Филис стала очень серьезной: игра перестала быть игрой.
— Извини, — сказал Тривейн. — Я реагировал на информацию по мере ее поступления.
— А следовало бы по мере важности.
— Все верно.
— Ты не политик, ты бизнесмен.
— На самом деле ни то, ни другое. Мои деловые интересы надежны, но второстепенны. Последние пять лет я работал на госдепартамент и одну из самых крупных организаций в мире. Если тебе так хочется определить, к какой категории я отношусь, то скорее мне подойдет ярлык «на службе обществу».
— Нет! Ты слишком рационален.
— Послушай, Фил... Мы ведь разговариваем, а не воюем.
— Разговариваем? Ну нет, Энди. Это ты разговариваешь! Целыми неделями и с кем угодно, только не со мной.
— Я же объяснил: все было так неопределенно, надеяться было рискованно.
— А теперь все изменилось?
— Не уверен. Знаю только, что пришло время, о котором мы так много беседовали. Но ты, кажется, не собираешься за меня голосовать?
— Конечно, не собираюсь.
— Чертовски путаная ситуация! Ведь это, может быть, впервые за всю историю.

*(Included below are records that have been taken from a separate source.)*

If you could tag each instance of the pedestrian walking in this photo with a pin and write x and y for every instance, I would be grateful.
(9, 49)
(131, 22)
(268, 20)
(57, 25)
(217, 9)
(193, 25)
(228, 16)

— Энди, будь серьезней. Ведь ты же не... не... — Филис запнулась, не сумев найти нужное слово, но абсолютно уверенная в своих ощущениях.
— Не гожусь в президенты, — мягко подсказал Тривейн.
— Этого я не сказала и не то имела в виду. Ты не создан для политики!
— А мне говорят, что сейчас это скорее плюс. Правда, я не очень понимаю, что это значит.
— Ты человек другого типа, не экстраверт. Ты не из тех, кто идет сквозь толпу, пожимая руки, произносит за день дюжину речей и называет конгрессменов и государственных деятелей по именам, их не зная.
— Я думал об этом... Ты права, мне это не нравится. Но, возможно, так нужно? Наверно, все эти жесты что-то объясняют, помимо докладов и высочайших решений. Трумэн назвал это разновидностью стойкости.
— Боже мой, — со страхом произнесла Филис, — да ведь ты серьезно!
— Именно это я и пытаюсь тебе объяснить... К понедельнику я буду знать больше: в понедельник встреча с Грином и Гамильтоном. Вот тут-то все и может взлететь в воздух.
— Тебе нужна их поддержка? Ты этого хочешь? — с откровенной неприязнью спросила Филис.
— Они не стали бы меня поддерживать, состязайся я с Мао Цзэдуном... Нет, Фил, мне просто хочется выяснить, чего я на самом деле стою.
— Ну, хватит об этом... Лучше вернемся к вопросу о том, почему вдруг Энди Тривейн решил принять участие в гонках?